O “New York Times” poderia processar o Chat Gpt por usar seus artigos para experimentar e testar seus sistemas. Os inventores da Inteligência Artificial denunciam o seu enorme potencial destrutivo, mas entre as figuras políticas de autoridade mundial, apenas o Papa denunciou a ditadura dos algoritmos perante centenas de milhares de jovens em Portugal. De resto, um silêncio assustador, mais um testemunho da ausência de liderança política em todas as regiões do mundo.
O neoliberalismo, a concepção assassina da vida artificial, concretiza o ideal anarquista de uma sociedade sem Estado num sentido completamente diferente.

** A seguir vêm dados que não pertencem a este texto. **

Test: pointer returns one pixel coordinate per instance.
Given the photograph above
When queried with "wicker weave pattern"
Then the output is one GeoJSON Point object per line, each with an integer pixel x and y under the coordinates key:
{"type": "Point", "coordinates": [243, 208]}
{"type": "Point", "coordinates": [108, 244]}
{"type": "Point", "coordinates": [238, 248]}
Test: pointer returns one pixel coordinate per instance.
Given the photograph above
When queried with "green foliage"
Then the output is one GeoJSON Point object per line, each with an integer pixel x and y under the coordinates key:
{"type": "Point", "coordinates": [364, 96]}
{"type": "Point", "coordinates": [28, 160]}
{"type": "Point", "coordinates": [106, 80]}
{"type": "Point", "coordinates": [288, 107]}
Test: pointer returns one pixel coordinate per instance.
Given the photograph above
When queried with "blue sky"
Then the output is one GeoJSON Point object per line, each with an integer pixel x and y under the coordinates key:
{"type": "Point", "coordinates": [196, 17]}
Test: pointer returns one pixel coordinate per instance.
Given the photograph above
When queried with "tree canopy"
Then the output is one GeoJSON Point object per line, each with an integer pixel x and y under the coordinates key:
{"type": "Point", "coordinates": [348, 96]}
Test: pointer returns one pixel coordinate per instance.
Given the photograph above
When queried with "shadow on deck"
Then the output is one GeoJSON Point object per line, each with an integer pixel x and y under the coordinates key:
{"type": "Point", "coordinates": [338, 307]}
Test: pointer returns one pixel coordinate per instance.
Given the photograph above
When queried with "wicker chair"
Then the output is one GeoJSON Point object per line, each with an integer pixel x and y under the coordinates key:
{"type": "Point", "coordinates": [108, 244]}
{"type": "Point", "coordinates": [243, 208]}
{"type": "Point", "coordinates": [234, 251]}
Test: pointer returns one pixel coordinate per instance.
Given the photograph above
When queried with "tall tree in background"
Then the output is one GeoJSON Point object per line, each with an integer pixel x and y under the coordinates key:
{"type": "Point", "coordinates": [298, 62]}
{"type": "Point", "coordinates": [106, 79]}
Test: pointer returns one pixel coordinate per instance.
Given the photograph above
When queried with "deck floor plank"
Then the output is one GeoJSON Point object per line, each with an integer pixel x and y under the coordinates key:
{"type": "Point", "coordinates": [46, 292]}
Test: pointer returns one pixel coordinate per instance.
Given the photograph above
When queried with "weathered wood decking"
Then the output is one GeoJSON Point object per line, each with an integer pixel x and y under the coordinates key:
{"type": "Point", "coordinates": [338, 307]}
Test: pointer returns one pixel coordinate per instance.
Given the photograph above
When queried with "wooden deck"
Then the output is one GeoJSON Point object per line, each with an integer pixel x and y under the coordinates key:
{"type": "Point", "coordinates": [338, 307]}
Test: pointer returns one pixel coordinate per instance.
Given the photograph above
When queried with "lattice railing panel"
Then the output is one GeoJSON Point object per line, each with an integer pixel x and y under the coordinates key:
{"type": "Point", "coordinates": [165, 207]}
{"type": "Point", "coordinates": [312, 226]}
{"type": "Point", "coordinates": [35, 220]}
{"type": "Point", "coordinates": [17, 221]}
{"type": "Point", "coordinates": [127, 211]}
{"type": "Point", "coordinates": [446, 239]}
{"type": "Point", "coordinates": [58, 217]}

Continuando neste ritmo, as instituições e estruturas do Estado tornar-se-ão cada vez mais um mecanismo totalitário de organização repressiva (requintadamente psíquica) da sociedade, que, na tentativa de ordenar e dar coerência a um crescimento impessoal e incontrolável, porque destrói o humano relações, apenas acelerará a sua tendência destrutiva.
Muitos, encantados pela serpente do conhecimento totalitário e ilimitado (algo muito diferente das infinitas formas de conhecer), elogiam as extraordinárias possibilidades de pensamento que podem ser produzidas através do Gpt Chat. Aspiram a um pensamento sem descobertas e sem poesia. Substituem o conforto pelo conforto (nosso inimigo mais perigoso) e internalizam uma ideia de pensamento próxima do autoerotismo do ser. O “dolce far niente” (a suspensão do fazer que possibilita a sedimentação da experiência) torna-se na sua percepção, sem perceber, vivendo para nada.
O “divino” em nós é o sentimento/desejo de ir além do limite do conhecimento que nos torna mortais e humanos. Este sentimento sabe que o limite é intransponível, mas ama a tensão vital criada pelo movimento assintótico rumo à sua superação, à expansão do ser que favorece. É a premonição do que está de cada lado da temporalidade limitada da nossa existência concreta, a intuição que amplia a sua espacialidade, a imaginação que lhe permite atravessar, sem se perder (e sem se perder), os seus horizontes. O “divino” permite-nos ser mais e melhores do que somos sem nunca deixar de habitá-lo.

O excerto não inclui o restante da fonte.